Nevertheless, by the time he lost his job in 1994, such opportunities had dried up. What made things worse was that he was completely broke, thanks to years of poor money management despite his well-paying career as Family Feud host.
Signs of financial distress started before his job with the show ended. He had two comedy clubs in Ohio, and they had all closed down due to bankruptcy.
His house was also foreclosed because he could not keep up with the mortgage payments.
In July 1994, he also got into a car accident that left him temporarily paralyzed and constantly in pain. He had problems moving his fingers and hands, which was undoubtedly a huge problem for someone whose job involved holding a microphone.
Doctors had also told him that he would never walk again.
Ray Combs Did Not Immediately Give Up
Given how things had gone, Ray Combs was quite keen to get his life on track. He filmed several projects over a period of one year after leaving Family Feud.
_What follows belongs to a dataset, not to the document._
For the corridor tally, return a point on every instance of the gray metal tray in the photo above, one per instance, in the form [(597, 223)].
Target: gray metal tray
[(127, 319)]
Unfortunately, the ventures proved to be complete failures. A pilot he created for a talk show was turned down by all networks he approached.
Things seemed to be looking up after he was given a chance to host Family Challenge, a game show rivaling Family Feud.
He was a host on the show for less than a year.
The Show Host's Final Hours
In June 1996, the police were called to Ray Combs' home in Glendale. Combs had smashed the furniture and banged his head against the walls.
He was banging his head strongly enough to cause bleeding. His wife, who was in the process of divorcing him, informed the police that Combs had been recently released from the hospital after a suicide attempt.
He had then tried to kill himself using a prescription medication overdose.
For this reason, he was taken to the Glendale Adventist Medical center. There, at the age of 40, he was found dead the following morning after hanging himself in the closet.
The authorities did not offer further information on his death and simply said he had succumbed to respiratory failure.
He did not leave behind a suicide note, but it was believed that the divorce was the straw that broke the camel's back. Strangely, he died on his wife's birthday, and his successor, Richard Dawson, died on the same day 16 years later.
The Aftermath Of Ray Combs' Death
After Ray Combs' death, his wife realized he was in deep financial trouble. Ray Combs always told her not to worry whenever she asked about their financial situation.
She had seen signs of trouble, and his reassurances started to worry her.
He had loans and back taxes worth hundreds of thousands of dollars despite earning nearly $1 million per year at the height of his career.
Combs also had no assets that could help cover his debts, and she sold whatever little was left in an attempt to pay off some of the debt after his death.
Debbie had to move with the kids from their 5-bedroom house to a 2-bedroom rental. They also had to get food from a food pantry.
It was clear that the end of his successful career and the unexpected financial problems he was facing combined with the end of his marriage had become too much for Ray Combs to bear.
Strangely, he seemed to be doing well shortly before his death.
Ray Combs' funeral was held on June 7, 1996, in Glendale before his remains were taken back to Hamilton, Ohio.